Becoming overwhelmed happens to me so easily, it has been my biggest hurdle in life. Things that may not seem big, important, or stressful to others, sometimes feel like they might put me in a coma. From things as little as me forgetting to say hi to someone or someone not saying hi to me, to things as big as missing an important event, it all feels equally painful in my mind. It’s a mix of fear and grief that comes and goes at random times.
This overwhelming state doesn’t just affect negative emotions though, it also can make good feelings, no matter how small, feel explosive and euphoric. However, in my life, I’ve unfortunately learned to be careful about how much excitement I show. People who don’t understand are often quick to shut it down, completely destroying the emotion.

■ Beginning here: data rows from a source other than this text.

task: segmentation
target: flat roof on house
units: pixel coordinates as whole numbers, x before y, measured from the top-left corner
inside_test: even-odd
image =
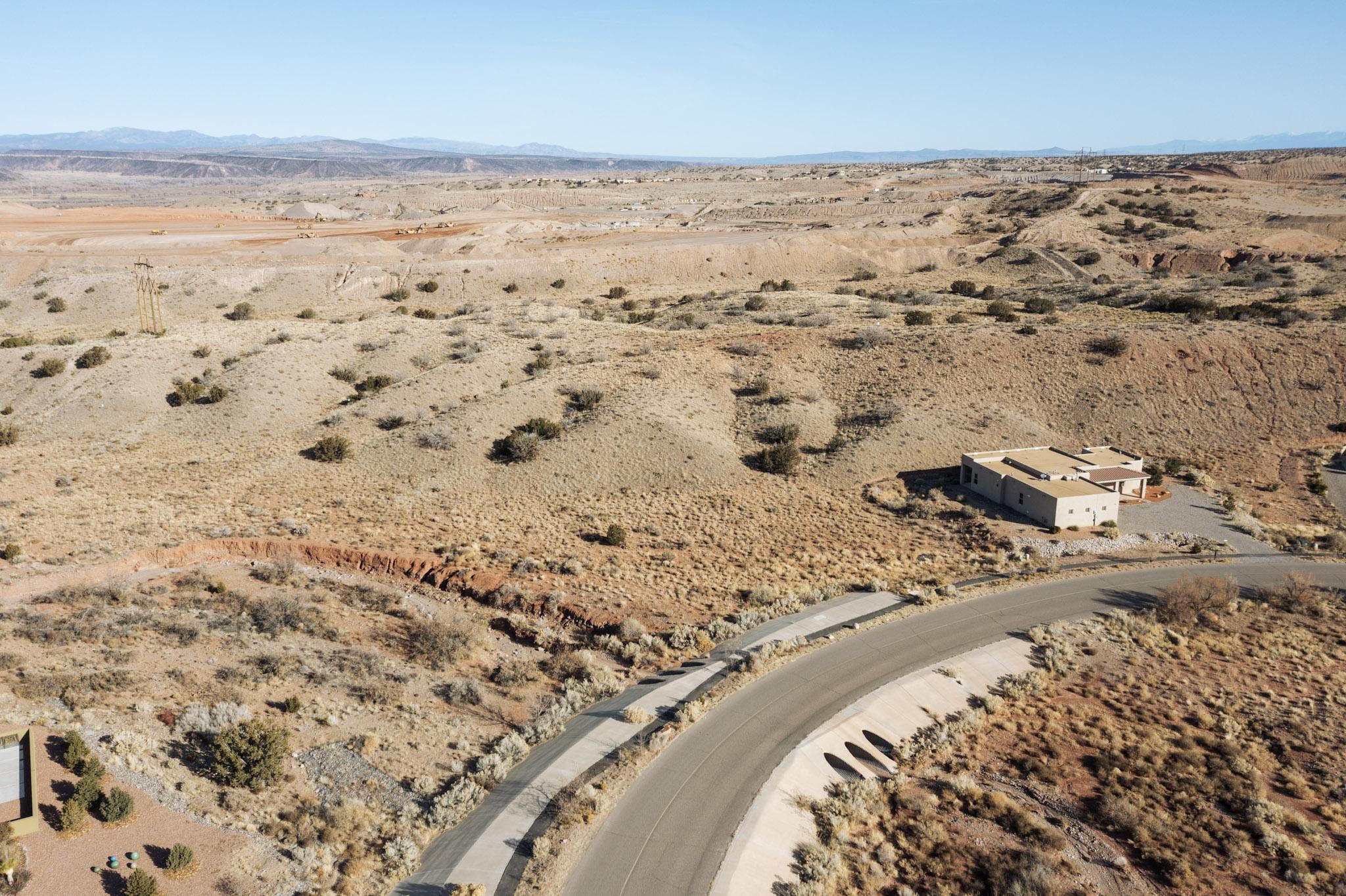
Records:
[[[1078,455],[1085,463],[1100,464],[1102,467],[1124,467],[1127,464],[1133,464],[1140,457],[1129,455],[1125,451],[1117,451],[1109,445],[1100,445],[1097,448],[1085,448]]]
[[[1053,498],[1093,498],[1097,495],[1113,494],[1110,488],[1084,479],[1028,479],[1027,486],[1032,486],[1044,495]]]
[[[1088,461],[1067,455],[1059,448],[1019,448],[1004,452],[1004,456],[1014,457],[1018,463],[1051,476],[1065,476],[1074,472],[1075,467],[1088,465]]]
[[[1123,482],[1129,479],[1145,479],[1149,476],[1147,472],[1139,470],[1131,470],[1128,467],[1104,467],[1102,470],[1090,470],[1085,472],[1089,476],[1089,482]]]
[[[1000,474],[1001,476],[1008,476],[1016,482],[1022,482],[1024,486],[1039,491],[1044,495],[1051,495],[1053,498],[1075,498],[1078,495],[1098,495],[1098,494],[1112,494],[1110,488],[1104,488],[1102,486],[1084,479],[1038,479],[1030,472],[1019,470],[1014,464],[1008,464],[1003,460],[992,460],[991,463],[983,464],[988,470]],[[1128,471],[1129,472],[1129,471]]]

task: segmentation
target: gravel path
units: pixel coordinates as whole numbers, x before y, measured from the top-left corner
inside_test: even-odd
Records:
[[[1323,467],[1323,482],[1327,483],[1327,499],[1346,517],[1346,456]]]
[[[1123,505],[1119,523],[1124,533],[1195,533],[1229,542],[1230,548],[1245,554],[1271,550],[1252,535],[1234,529],[1210,495],[1178,483],[1166,483],[1166,487],[1172,492],[1168,500],[1154,505]]]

Sometimes negative emotion can trigger anger spirals – bouts of intense frustration and rage. Things may be thrown or pushed, screams may come out, crying may take hold, but eventually, it does settle. A coping mechanism for this can change where the emotion gets placed. Never, ever, take emotions like that out on people. Focus on the situation instead. Do what you need to do to refocus, just don’t don’t drag someone else along for the ride.
Sadness is another emotion that plagues the ADHD mind. Overthinking can make you believe that just because someone looked at you in a certain way, that they’re mad at you. Or, because they said something a certain way, they don’t like you. It’s a hard feeling to overcome, but there are ways to overcome it. This may not work if your mind is overwhelmed or there’s too much going on, but taking the time to sit and ask yourself why you feel that way helps a lot. Look back at previous interactions, ask what others things may be going on for that person. Ninety percent of the time, they’re likely not upset at you.
People Don’t Understand or Believe
Before I say anything, if you suspect a person doesn’t believe in ADHD, there’s not much you can do in my experience other than just let them be and limit interaction with them. These people have always been the worst to interact with in my experience. Not everyone we meet in life will be so keen on taking the time to get to know you and what you need, especially when their opinion of you is that you’re lazy or just don’t care.
“Everyone has a little ADHD,” “Just focus,” “Nobody else is struggling,” and “You don’t need those drugs,” are all incredibly hurtful things to hear, and they’re things that I’ve heard all through my life. Stigma leads to shame and invalidation makes you question what you know. ADHD is a very real thing and it’s not something that ever goes away, we just get better at living with it. Don’t let someone tell you that your struggle isn’t real or that your experiences aren’t valid, they’re wrong. Sometimes it’s hard, especially if it’s a parent putting you down or a role model, but a support system can be found everywhere whether it be in your school, online, or just a group of friends. You’re not alone, and the life you’ve lived matters.
This can be especially challenging in a school setting where the environment varies by classes. Expectations and course requirements can vary, yet all be a priority. As anyone with a disability knows, academic accommodations are like magic and can make life much easier. The accommodations I’ve had in school are extended time on assignments and having a note-taker provided by the school. If it hadn’t been for these things, I don’t think I would have made it this far in my education. The struggles we face are real, and we don’t always have to face them at a disadvantage.
Neurodivergence often goes misunderstood by many, and it’s unfortunate because it makes the things we experience just that much more of a struggle, leaving out the important aspects about the person living with it. It’s not easy sometimes, but there are ways to get by and people who will be there for you. I hope this helps.